The lack of a DNR order puts EMS crews in a terrible moral and ethical dilemma.  They must proceed as the law states; but their hearts are heavy and they are unsure if they are truly doing the best for the patient or the family.  They sat in on the trainings years ago about the DNR bracelet.  The instructors said it would eliminate these situations, patients would speak to their personal physicians, sign all the necessary forms, and then the patient would be issued a DNR bracelet that would clearly state the patient’s wishes.  Yet time and time again, this scenario repeats itself and each time the frustration grows.

After 45 minutes of CPR and three rounds of ACLS medication, medical control is contacted.  The ED physician is advised of the situation and advises the crew to terminate all efforts.  The crew cleans up and a mournful wife sits by her husband’s side again, holding his hand.  This is where she wanted to be all along, just holding his hand and looking for support in this darkest time in her life.  Instead, she had to witness the brutality of a full ACLS code.  The ribs breaking, the I.V.’s being placed, the monitor screaming out orders in its electronic voice.   The peaceful, honorable death she had hoped for has been taken from her, she will now have the visions of CPR and strangers doing procedures to her husband that neither of them ever wanted.  These are events that we can never go back in time and change.

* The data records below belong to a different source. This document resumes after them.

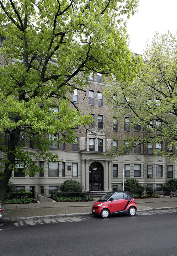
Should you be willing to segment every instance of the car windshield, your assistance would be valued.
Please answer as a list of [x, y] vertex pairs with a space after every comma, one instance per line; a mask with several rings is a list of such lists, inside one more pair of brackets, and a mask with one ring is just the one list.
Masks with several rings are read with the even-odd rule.
[[109, 199], [112, 195], [114, 194], [114, 192], [109, 192], [107, 193], [106, 194], [104, 195], [103, 197], [101, 197], [101, 198], [98, 200], [98, 202], [104, 202], [104, 201], [107, 201], [108, 199]]

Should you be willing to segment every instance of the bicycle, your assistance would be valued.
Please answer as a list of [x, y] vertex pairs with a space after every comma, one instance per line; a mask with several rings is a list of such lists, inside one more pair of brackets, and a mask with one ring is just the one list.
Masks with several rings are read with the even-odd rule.
[[169, 196], [170, 197], [173, 197], [173, 196], [177, 196], [177, 192], [176, 191], [172, 192], [171, 191]]

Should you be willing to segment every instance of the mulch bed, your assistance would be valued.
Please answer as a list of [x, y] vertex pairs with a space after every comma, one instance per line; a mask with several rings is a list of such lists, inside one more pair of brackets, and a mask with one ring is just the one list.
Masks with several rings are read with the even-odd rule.
[[149, 197], [134, 197], [134, 199], [147, 199], [151, 198], [158, 198], [158, 197], [154, 197], [153, 196], [150, 196]]

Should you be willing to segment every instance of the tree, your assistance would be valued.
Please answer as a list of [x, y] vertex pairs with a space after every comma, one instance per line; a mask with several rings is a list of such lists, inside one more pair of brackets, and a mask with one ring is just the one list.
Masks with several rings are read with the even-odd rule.
[[[41, 170], [37, 159], [59, 160], [46, 134], [54, 143], [71, 143], [75, 127], [90, 122], [69, 97], [75, 89], [86, 94], [92, 73], [133, 76], [123, 17], [134, 13], [137, 1], [0, 0], [2, 201], [13, 170], [33, 174]], [[24, 148], [30, 142], [35, 150]]]
[[[127, 137], [117, 138], [119, 144], [113, 154], [131, 151], [141, 144], [150, 147], [154, 144], [156, 144], [152, 152], [155, 155], [175, 156], [177, 146], [177, 43], [176, 35], [156, 33], [151, 46], [147, 45], [141, 69], [133, 82], [127, 76], [125, 80], [119, 81], [106, 90], [108, 103], [114, 102], [116, 105], [111, 114], [117, 118], [120, 127], [124, 122], [129, 131]], [[114, 97], [115, 92], [117, 96]], [[139, 132], [135, 134], [135, 130]], [[162, 143], [166, 148], [162, 148]]]

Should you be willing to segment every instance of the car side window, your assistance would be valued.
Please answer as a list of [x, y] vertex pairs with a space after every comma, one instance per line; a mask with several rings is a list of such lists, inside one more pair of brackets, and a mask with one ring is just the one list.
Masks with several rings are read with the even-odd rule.
[[113, 195], [113, 196], [112, 197], [112, 198], [113, 198], [114, 200], [123, 199], [124, 198], [123, 193], [122, 192], [116, 193]]
[[124, 192], [123, 194], [124, 194], [124, 199], [126, 199], [126, 200], [128, 200], [128, 196], [127, 194], [126, 194], [126, 193], [125, 193], [125, 192]]

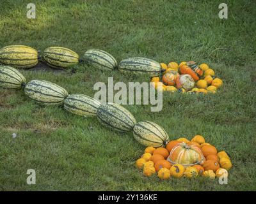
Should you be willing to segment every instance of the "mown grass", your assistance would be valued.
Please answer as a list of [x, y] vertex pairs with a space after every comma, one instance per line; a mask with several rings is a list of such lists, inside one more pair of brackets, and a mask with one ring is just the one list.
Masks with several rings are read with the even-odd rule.
[[[70, 48], [81, 55], [98, 48], [120, 61], [131, 56], [159, 62], [206, 62], [224, 81], [216, 94], [164, 94], [161, 112], [148, 105], [125, 105], [138, 121], [162, 126], [171, 139], [204, 135], [230, 155], [228, 185], [218, 180], [146, 178], [134, 167], [143, 153], [132, 134], [102, 126], [61, 107], [42, 107], [22, 91], [0, 89], [0, 189], [83, 191], [256, 190], [255, 5], [227, 1], [228, 18], [218, 18], [220, 1], [34, 1], [36, 18], [26, 18], [29, 1], [3, 1], [0, 47], [43, 50]], [[27, 80], [44, 79], [71, 93], [93, 96], [95, 83], [148, 81], [146, 76], [102, 72], [83, 64], [65, 71], [39, 66], [21, 70]], [[17, 134], [16, 138], [12, 134]], [[36, 184], [26, 184], [35, 169]]]

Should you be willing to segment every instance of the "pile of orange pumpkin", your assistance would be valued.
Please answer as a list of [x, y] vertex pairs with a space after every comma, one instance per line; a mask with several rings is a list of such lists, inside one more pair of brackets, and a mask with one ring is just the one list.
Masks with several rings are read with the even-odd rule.
[[205, 63], [198, 65], [194, 61], [170, 62], [168, 65], [160, 63], [166, 71], [161, 76], [151, 78], [155, 88], [170, 92], [188, 94], [213, 93], [223, 85], [223, 81], [215, 76], [215, 72]]
[[218, 152], [201, 135], [195, 136], [191, 141], [185, 138], [172, 140], [165, 148], [148, 147], [136, 162], [136, 168], [143, 170], [145, 176], [157, 173], [161, 179], [227, 177], [232, 166], [228, 154]]

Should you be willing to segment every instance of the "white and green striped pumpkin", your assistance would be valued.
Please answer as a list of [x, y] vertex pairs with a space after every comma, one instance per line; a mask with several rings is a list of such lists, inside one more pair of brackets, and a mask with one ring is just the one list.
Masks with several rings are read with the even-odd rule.
[[26, 78], [18, 70], [8, 66], [0, 66], [0, 87], [20, 89], [25, 85]]
[[133, 136], [140, 144], [146, 147], [163, 147], [170, 141], [167, 133], [162, 127], [147, 120], [135, 124]]
[[72, 94], [64, 100], [64, 108], [75, 115], [90, 117], [97, 116], [100, 103], [83, 94]]
[[129, 110], [116, 103], [102, 104], [97, 115], [102, 124], [120, 132], [132, 131], [136, 122]]
[[44, 80], [35, 80], [28, 82], [25, 94], [31, 99], [45, 105], [60, 105], [68, 96], [67, 91], [60, 86]]
[[0, 50], [0, 63], [19, 68], [30, 68], [37, 64], [37, 51], [25, 45], [10, 45]]
[[159, 76], [165, 70], [154, 60], [138, 57], [122, 60], [119, 63], [118, 69], [121, 72], [147, 74], [151, 76]]
[[78, 63], [79, 57], [75, 52], [60, 47], [47, 48], [42, 54], [42, 59], [54, 68], [65, 68]]
[[114, 57], [99, 49], [87, 50], [84, 53], [83, 60], [89, 66], [102, 70], [113, 70], [118, 65]]

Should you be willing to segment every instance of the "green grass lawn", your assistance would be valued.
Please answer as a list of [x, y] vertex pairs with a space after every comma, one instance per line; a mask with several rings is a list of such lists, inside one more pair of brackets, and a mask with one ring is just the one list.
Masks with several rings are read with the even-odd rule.
[[[125, 105], [138, 121], [163, 126], [170, 139], [199, 134], [231, 156], [228, 185], [203, 178], [161, 181], [134, 167], [144, 147], [132, 134], [113, 132], [96, 118], [61, 107], [40, 106], [22, 91], [0, 89], [0, 190], [256, 190], [256, 3], [226, 1], [33, 1], [36, 19], [26, 18], [29, 0], [2, 1], [0, 47], [22, 44], [44, 50], [61, 46], [81, 55], [97, 48], [120, 61], [132, 56], [159, 62], [206, 62], [224, 81], [216, 94], [164, 94], [161, 112]], [[93, 96], [95, 83], [147, 82], [147, 76], [93, 69], [83, 64], [63, 71], [38, 66], [20, 70], [27, 81], [42, 79], [70, 93]], [[72, 69], [76, 69], [73, 73]], [[13, 138], [16, 133], [18, 136]], [[36, 184], [28, 185], [28, 169]]]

Our physician is now walking to his car.  Rattling through his pocket looking for keys that he can’t seem to find.  He will receive a call later tonight from the county coroner explaining what has happened.  He will be honestly horrified to hear of the efforts by the EMS unit and will wonder why this has happened.  Ironically, he doesn’t know that he set these events in motion years ago by not securing a DNR order for his patient that EMS crews are able to honor.

“Medic 1 and Engine 7 are clear, no transport, coroner on scene.”  This will be another long ride back to the fire house.  Emotions are running high, the crew is upset.  They can’t figure what is making them angrier, the fact that this happened or the fact they know it will happen again.  The cycle continues.

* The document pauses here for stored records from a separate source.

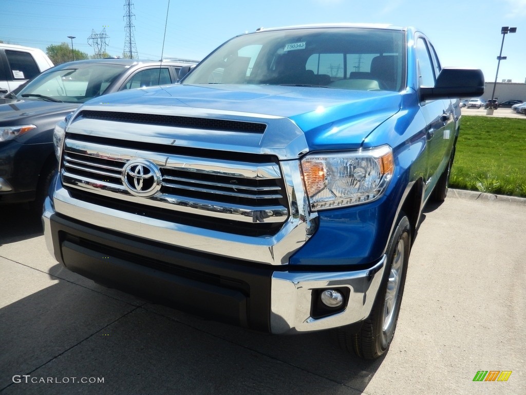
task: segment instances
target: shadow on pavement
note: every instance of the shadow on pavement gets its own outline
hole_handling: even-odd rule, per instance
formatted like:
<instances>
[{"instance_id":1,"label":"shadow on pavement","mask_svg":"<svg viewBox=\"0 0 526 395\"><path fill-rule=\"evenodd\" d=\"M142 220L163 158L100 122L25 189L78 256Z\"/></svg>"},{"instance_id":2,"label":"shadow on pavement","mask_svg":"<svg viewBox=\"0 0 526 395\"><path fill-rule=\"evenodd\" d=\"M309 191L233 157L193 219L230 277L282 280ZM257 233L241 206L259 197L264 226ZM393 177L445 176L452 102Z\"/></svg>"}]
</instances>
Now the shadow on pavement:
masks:
<instances>
[{"instance_id":1,"label":"shadow on pavement","mask_svg":"<svg viewBox=\"0 0 526 395\"><path fill-rule=\"evenodd\" d=\"M30 268L15 270L25 271L18 278L35 292L0 309L3 395L359 394L383 360L341 351L325 332L254 332L159 305L134 305ZM63 270L56 265L49 273ZM33 378L16 383L15 375ZM104 383L73 383L73 377L104 378Z\"/></svg>"},{"instance_id":2,"label":"shadow on pavement","mask_svg":"<svg viewBox=\"0 0 526 395\"><path fill-rule=\"evenodd\" d=\"M0 206L0 245L42 235L41 216L27 204Z\"/></svg>"}]
</instances>

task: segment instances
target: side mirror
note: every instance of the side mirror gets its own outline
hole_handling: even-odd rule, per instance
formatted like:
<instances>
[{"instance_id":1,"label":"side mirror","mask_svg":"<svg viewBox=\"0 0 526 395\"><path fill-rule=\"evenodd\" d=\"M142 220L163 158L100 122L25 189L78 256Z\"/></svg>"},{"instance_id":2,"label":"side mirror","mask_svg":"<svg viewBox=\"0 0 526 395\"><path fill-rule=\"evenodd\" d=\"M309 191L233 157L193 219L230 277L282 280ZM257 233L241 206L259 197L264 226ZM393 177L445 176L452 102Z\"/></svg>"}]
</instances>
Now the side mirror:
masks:
<instances>
[{"instance_id":1,"label":"side mirror","mask_svg":"<svg viewBox=\"0 0 526 395\"><path fill-rule=\"evenodd\" d=\"M434 87L420 88L422 100L475 97L484 93L484 75L481 70L443 68Z\"/></svg>"},{"instance_id":2,"label":"side mirror","mask_svg":"<svg viewBox=\"0 0 526 395\"><path fill-rule=\"evenodd\" d=\"M193 66L183 66L179 70L179 74L178 75L177 82L181 81L188 73L193 68Z\"/></svg>"}]
</instances>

I would ask that each primary care physician look into the laws as they apply to DNR orders and EMS providers in the State of Wisconsin.  We do not have the luxury of time.  We must make decisions within seconds.  We NEED the DNR bracelet.  All we need to know is “yes or no” to CPR.  We have NO time to read through long winded orders or other legal documents.  This is a problem that we must fix and fix fast. You have the power to fix this. Please do so.